The global slowdown has finally hit the crude oil market as there is crippled demand for gasoline causing prices to dip. The department's Energy Information Administration said demand for gasoline dropped by 1.4% over the last month due to the soaring of gasoline prices.
Also as the dollar gained grounds against major currencies, investors locked in on profits as they once hedged against the falling dollar and inflation while it was cheaper for foreign investors as they once held a stronger currency. The contract shed $2.01 as it closed at $122.30 while recording a high of $125.10 per barrel and a low of $121.84 per barrel.
Today prices extend their plunge based on more than projected supplies of gasoline and diesel fuels while India and Malaysia hiked their fuel prices today as Indonesia and Taiwan may cut back Asian demand for oil consumption as their demand cripples due to the global slowdown. More investors return to equities as the dollar appreciated as they walk away from the crude oil markets. The markets today opened at $122.23 while recording a high of $122.39 per barrel and a low of $121.61 per barrel so far.
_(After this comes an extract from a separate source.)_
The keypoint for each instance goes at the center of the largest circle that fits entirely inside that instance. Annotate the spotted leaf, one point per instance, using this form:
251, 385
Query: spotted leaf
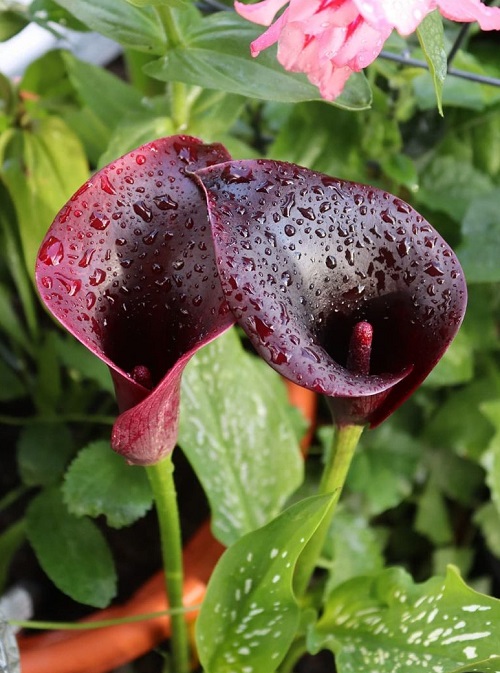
388, 624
The EIA report came out yesterday showing that the U.S. commercial crude oil inventories declined by 4.8 million barrels from the previous week. At 306.8 million barrels, U.S. crude oil inventories are in the lower half of the average range for this time of year. Total motor gasoline inventories increased by 2.9 million barrels last week, and are in the lower half of the average range. Both finished gasoline inventories and gasoline lending components inventories increased last week. Distillate fuel inventories increased by 2.3 million barrels, and are in the lower half of the average range for this time of year.